As you can see below are the 2nd file.

20735704|20735505|20735604|700333|700666|

if there is only one data from the 2nd file there are no multiple. But if there are, let's say 20735704 and 700333 in one line, there are multiple.

Pardon my bad explanation and bad english. Can you guys help me again?

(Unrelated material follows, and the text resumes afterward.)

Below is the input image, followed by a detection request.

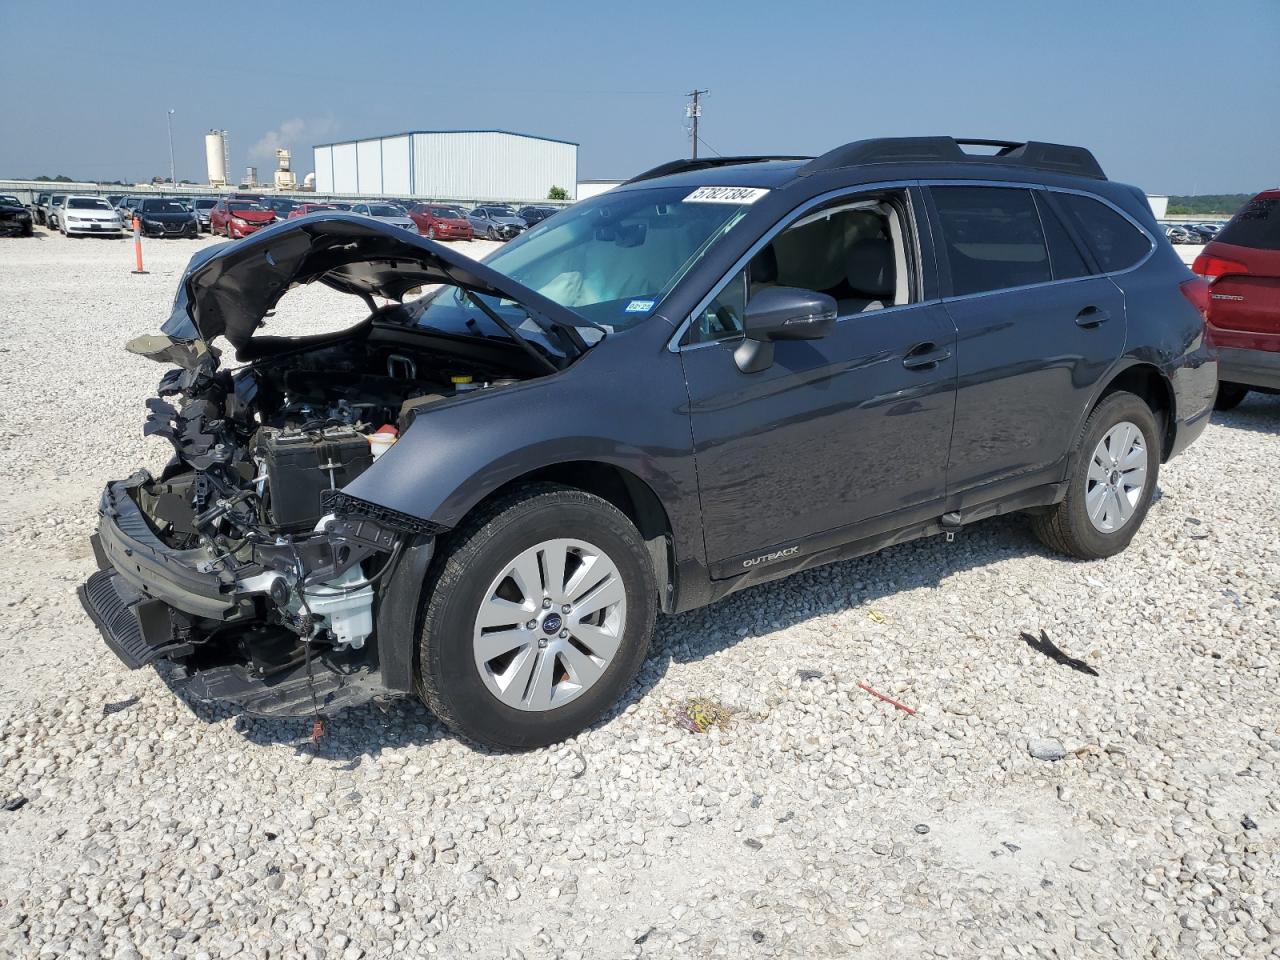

birei · January 10, 2012, 6:20am

So there must exists at least two coincidences to consider a line has multiples, in case of zero or one coincidence it is assumed there are not coincidences. Is like this?

Regards,
Birei

mirni · January 10, 2012, 6:36am

Just put a counter in there:

awk -F\| ' 
NR==FNR{
    for(i=1;i<=NF;i++)
       a[$i]=$i;
    next
} 
{m=""; cnt=0;
   for(i=2;i<=NF; i+=2)
       if($i && $i in a) {
         m=m " "$i 
         cnt++
      }
  app = cnt > 1 ? "Multiple on " m "|" : "No multiple data |" ;
  print $0 app
}' file2.txt file1.txt

Or, you can try to count the spaces in variable 'm' and test for that:

awk -F\| ' 
NR==FNR{
    for(i=1;i<=NF;i++)
       a[$i]=$i;
    next
} 
{m=""; 
   for(i=2;i<=NF; i+=2)
       if($i && $i in a)
         m=m " "$i 
  app = gsub(" "," ",m) > 1 ? "Multiple on " m "|" : "No multiple data |" ;
  print $0 app
}' file2.txt file1.txt

Makes the code shorter, but a little bit more obscure. gsub returns the number of substitutions made.